Recently, Nrf2 was found to negatively regulate BACE1 expression and improve cognitive deficits in mouse models of AD (Bahn et al., 2019; Ren et al., 2020). Bahn et al. revealed a previously unknown molecular mechanism, in which Nrf2-deficient AD mice had significantly increased BACE1 and BACE1-AS expression and Aβ deposition, and more severe cognitive dysfunction compared with 5xFAD and Nrf2 knockout mice, whereas the activation of Nrf2 inhibited BACE1 and BACE1-AS expression and Aβ production and improved cognitive dysfunction and AD-related pathological characteristics (Bahn et al., 2019). Thus, it was hypothesized whether TS could inhibit BACE1 expression by activating Nrf2, thereby reducing Aβ formation. Subsequently, the changes of Nrf2 and BACE1 and the relationship between them after TS treatment were investigated. The results showed that TS could reduce the expression of BACE1 by activating Nrf2, and when Nrf2 was knocked down, the effect of TS on inhibiting BACE1 expression was attenuated, which indicated that TS negatively regulated the expression of BACE1 by activating Nrf2, thereby inhibiting the production and deposition of Aβ. Moreover, using CHIP assay, it was found that Nrf2 could directly bind to the ARE1 site in the BACE1 promoter, and TS could promote the binding of Nrf2 and BACE1 promoters to inhibit the transcription of BACE1.

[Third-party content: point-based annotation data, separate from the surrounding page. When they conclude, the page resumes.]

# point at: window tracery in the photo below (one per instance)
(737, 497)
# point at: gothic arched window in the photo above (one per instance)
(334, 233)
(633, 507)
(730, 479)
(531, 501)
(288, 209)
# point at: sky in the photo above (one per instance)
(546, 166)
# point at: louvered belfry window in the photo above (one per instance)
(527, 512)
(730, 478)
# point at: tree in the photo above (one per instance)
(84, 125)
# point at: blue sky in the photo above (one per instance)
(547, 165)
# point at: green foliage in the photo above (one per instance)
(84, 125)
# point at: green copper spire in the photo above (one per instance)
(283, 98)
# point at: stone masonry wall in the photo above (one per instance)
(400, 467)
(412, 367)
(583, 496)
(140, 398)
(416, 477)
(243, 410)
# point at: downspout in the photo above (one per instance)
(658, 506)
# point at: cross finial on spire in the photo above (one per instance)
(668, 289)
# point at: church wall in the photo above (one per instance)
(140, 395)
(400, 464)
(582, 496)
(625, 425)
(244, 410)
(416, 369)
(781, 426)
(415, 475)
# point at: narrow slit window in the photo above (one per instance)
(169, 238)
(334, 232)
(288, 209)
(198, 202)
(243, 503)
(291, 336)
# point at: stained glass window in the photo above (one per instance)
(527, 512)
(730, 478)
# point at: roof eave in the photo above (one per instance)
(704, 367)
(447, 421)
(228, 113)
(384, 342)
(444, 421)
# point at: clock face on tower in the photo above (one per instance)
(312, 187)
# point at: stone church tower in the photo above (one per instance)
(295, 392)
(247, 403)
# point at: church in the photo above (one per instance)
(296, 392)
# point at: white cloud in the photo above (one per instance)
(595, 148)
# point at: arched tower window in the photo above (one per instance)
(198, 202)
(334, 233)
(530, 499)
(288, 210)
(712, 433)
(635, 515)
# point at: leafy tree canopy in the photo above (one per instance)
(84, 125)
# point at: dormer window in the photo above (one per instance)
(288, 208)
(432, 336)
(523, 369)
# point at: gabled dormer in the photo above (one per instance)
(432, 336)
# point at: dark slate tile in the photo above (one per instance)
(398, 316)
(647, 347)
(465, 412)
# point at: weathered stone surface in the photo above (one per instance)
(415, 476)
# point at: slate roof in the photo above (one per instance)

Tau primarily accumulates in the medial temporal lobe, and its main function is to bind and stabilize microtubules, which are a major component of the neuronal cytoskeleton, providing structural support to neurons, and binding is regulated by its phosphorylation state (Lee et al., 2016; Maass et al., 2018; Lowe et al., 2019; Kosel et al., 2020; Kwak et al., 2020; Limorenko & Lashuel, 2022). In AD, abnormally phosphorylated tau detaches from microtubules and begins to accumulate with other tau filaments (Lee et al., 2016). This process has two stages: paired helical filament (PHF) stage, in which these aggregated tau filaments form PHF, and neurofibrillary tangle (NFT) stage, in which the formed PHF winds around each other to form insoluble double-fiber NFT in the cell and eventually accumulates in the form of NFT (Jo et al., 2014; Lee et al., 2016; Limorenko & Lashuel, 2022). In this process, microtubule disassembly can cause the collapse of neurons, impairing the ability of neurons to communicate with one another (Jo et al., 2014; Lee et al., 2016). Among the multiple phosphorylation sites associated with AD, tau is phosphorylated at Thr231 and Ser396 during the PHF stage, whereas it is primarily phosphorylated at Ser396 during the NFT stage. In addition, Aβ can induce tau phosphorylation at Thr231 and Ser396 (Lee et al., 2016). Collectively, tau is primarily phosphorylated at Ser396, and it belongs to the C-terminal domain, which plays a key role in regulating tau aggregation (Jo et al., 2014). Thus, the effect of TS on p-tau (Ser396) level were examined. The results showed that TS could reduce the accumulation of p-tau (Ser396) and reduce the level of p-tau (Ser396) in the hippocampus and cerebral cortex of APP/PS1 mice. In the study of Saikosaponin C (SSc) by Lee et al., they found that SSc had an inhibitory effect on p-tau but not on the expression of total Tau (Tau5) (Lee et al., 2016). Combined with their study, TS and its monomeric saponin SSc can reduce p-tau level in AD brain.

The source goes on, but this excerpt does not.